Samsung SDI is a subsidiary of the Samsung Group. The company's stock rose to its highest levels in over seven months after the announcement of the expanded deal with BMW was made, increasing 2.6 percent to 176,500 won.
"Expanding its supply track record will help Samsung SDI as it tries to increase its customer base," said NH Investment & Securities Co. analyst Lee Sang Hyun. "The deal will help SDI have greater presence as an electric car battery maker in the U.S. and Europe, where it is relatively less well known compared with other battery suppliers."

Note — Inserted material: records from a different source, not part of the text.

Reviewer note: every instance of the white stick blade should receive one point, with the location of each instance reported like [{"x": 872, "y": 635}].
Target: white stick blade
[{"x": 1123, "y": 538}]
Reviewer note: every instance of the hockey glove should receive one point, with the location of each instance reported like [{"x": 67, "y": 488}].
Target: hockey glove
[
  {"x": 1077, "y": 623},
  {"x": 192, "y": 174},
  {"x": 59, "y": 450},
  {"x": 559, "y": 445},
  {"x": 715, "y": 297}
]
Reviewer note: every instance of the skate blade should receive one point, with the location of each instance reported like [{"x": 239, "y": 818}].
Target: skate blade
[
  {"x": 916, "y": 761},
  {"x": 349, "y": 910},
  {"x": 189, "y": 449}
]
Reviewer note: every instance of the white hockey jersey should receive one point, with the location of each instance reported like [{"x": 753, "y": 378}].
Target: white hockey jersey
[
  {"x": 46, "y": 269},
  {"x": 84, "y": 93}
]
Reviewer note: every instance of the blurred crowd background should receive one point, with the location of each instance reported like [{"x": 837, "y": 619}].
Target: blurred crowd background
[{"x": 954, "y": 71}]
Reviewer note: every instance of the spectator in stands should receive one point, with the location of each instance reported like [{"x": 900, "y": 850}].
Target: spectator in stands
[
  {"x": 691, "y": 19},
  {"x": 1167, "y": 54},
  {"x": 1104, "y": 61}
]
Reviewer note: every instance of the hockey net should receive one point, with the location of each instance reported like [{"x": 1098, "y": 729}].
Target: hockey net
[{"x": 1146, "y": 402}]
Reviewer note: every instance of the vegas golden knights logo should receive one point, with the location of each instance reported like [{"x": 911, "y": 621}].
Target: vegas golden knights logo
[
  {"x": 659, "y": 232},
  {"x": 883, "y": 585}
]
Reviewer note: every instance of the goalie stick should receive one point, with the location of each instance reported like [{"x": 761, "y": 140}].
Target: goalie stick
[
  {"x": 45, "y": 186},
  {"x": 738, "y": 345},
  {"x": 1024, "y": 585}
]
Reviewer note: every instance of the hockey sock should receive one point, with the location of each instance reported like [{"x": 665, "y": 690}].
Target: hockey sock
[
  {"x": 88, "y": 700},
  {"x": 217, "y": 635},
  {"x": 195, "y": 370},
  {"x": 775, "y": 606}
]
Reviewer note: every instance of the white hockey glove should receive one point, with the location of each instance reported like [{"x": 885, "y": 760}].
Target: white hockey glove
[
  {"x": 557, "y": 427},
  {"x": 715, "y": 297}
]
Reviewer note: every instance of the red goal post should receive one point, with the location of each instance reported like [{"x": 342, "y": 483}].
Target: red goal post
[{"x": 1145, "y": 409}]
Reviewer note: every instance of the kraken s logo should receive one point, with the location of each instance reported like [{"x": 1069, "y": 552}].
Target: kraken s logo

Samsung SDI revealed that it will be continuing to supply batteries for BMW's upcoming electric cars and hybrid vehicles for several years as the company looks to expand its foothold in the automobile industry.
BMW is launching its i3 electric vehicle and i8 plug-in hybrid car in response to the release of Tesla Motor Inc.'s Model S electric vehicle. The expanded battery order will also include the batteries for the future X5 plug-in hybrid model, said BMW purchasing chief Klaus Draeger.
"If we have hundreds of thousands of cars, then of course one would think about additional sources. But at first we need to get more economies of scale," Draeger said, referring to the growth of electric vehicle sales.
BMW's global sales of the i3 electric car reached 5,396 units for the first half, as electric cars continue to face certain challenges in terms of more consumers adopting the technology.
Draeger said that consumers are hesitant to switch to using electric or hybrid cars because of "range anxiety," as there is a widespread belief that travelling using one of these vehicles only gives a limited driving range. As the developments on the infrastructure of electric cars remain unclear, consumers are still focusing on purchasing cars with fuel cells.
Based on a report released November 2010 by J.D. Power & Associates, electric and hybrid vehicle sales are expected to increase to 5.2 million cars by 2020, which would represent 7.3 percent of all running passenger vehicles.